11 Eylül 2001’den tam bir hafta sonra ABD başkanı Bush’un askerî harekât için yetki almasıyla Afganistan işgalinin önü açılmıştı. 11 Eylül’ün üzerinden bir ay dahi geçmeden 7 Ekim 2001’de ise işgal harekâtı başlamıştı. Amerika’nın 11 Eylül’e verdiği bu aceleci tepki, sonrasında yaşanacakların bir işaretiydi. Washington 11 Eylül saldırılarıyla yüzleşmek, derinlemesine meseleyi ele almak ve jeopolitik bir projeksiyon yapmak yerine refleksleriyle hareket etmeyi tercih etmişti. İntikam dürtüsü mü daha etkiliydi yoksa Amerikan korkuları mı, ayırt etmek zor olsa da toplumda oluşan korkunun daha etkin olduğunu söylemek mümkün. Zira Amerika’nın kurucu sosyal muhayyilesinin omurgasını oluşturan paranoya her zaman etkili bir sürükleyici olmuştur. 20 yıl sonra Biden yönetimi benzer bir aceleci kararla Afganistan’dan çekildi.

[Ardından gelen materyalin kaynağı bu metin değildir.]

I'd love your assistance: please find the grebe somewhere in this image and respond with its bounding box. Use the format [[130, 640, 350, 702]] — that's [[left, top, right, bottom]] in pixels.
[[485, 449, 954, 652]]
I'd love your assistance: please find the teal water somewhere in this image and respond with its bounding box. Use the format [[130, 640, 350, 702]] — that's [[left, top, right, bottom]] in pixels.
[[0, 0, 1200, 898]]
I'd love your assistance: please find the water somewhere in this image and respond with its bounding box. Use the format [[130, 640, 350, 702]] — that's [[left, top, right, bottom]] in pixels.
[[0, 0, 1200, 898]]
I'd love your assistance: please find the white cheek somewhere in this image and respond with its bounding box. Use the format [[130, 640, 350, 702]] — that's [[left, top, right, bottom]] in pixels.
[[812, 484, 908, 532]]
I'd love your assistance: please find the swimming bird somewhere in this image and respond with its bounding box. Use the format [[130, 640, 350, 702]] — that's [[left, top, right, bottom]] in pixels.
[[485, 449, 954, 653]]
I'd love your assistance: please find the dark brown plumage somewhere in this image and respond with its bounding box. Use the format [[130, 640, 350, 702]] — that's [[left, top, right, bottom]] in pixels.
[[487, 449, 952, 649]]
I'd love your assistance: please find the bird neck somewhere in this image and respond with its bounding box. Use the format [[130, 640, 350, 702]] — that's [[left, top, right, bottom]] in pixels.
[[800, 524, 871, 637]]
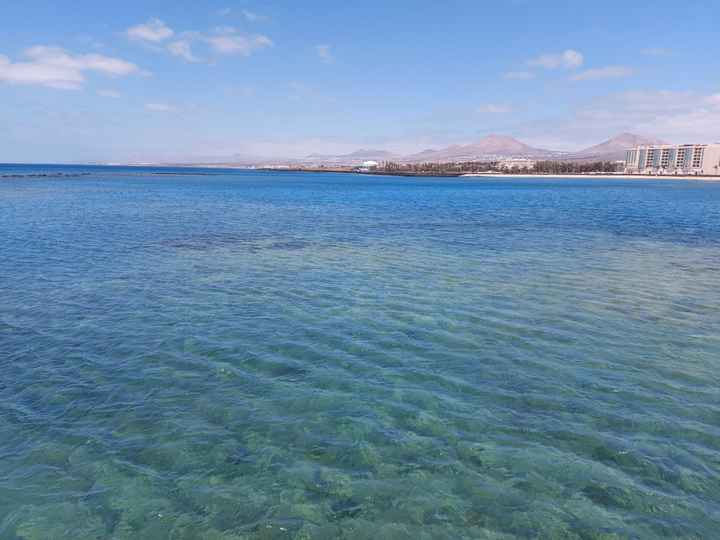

2001’de Amerikan ulusal güvenlik ekibinin yakın tarihinin en tecrübeli ve vizyoner isimlerinden oluştuğu düşünülüyordu. Ancak ekibin tam anlamıyla hemfikir isimlerden meydana gelmesi ciddi bir kör nokta oluşmasına yol açmıştı. 11 Eylül saldırısını terörle mücadele parantezine almak yerine Afganistan ve Irak’a uzanan işgallere dönüştürme girişimleri ciddi anlamda eleştirilmişti. Ancak hem 11 Eylül’ün oluşturduğu travmayı siyasal bir rüzgâra dönüştürerek hem de bütün fiili adımları birkaç hafta içerisinde atarak gelen eleştirileri baskılamışlardı. 11 Eylül’den 20 yıl sonra iktidara gelen Biden hem kendisi hem de ekibi Amerika’nın Bush sonrası en tecrübeli ekibi olarak kabul ediliyor. Biden’ın 40 yıla varan devlet birikimi ile güvenlik ve dış politika pozisyonlarına atadığı oldukça tecrübeli isimlerin radikal güvenlik ve dış politika adımları atmayacağı farz ediliyordu.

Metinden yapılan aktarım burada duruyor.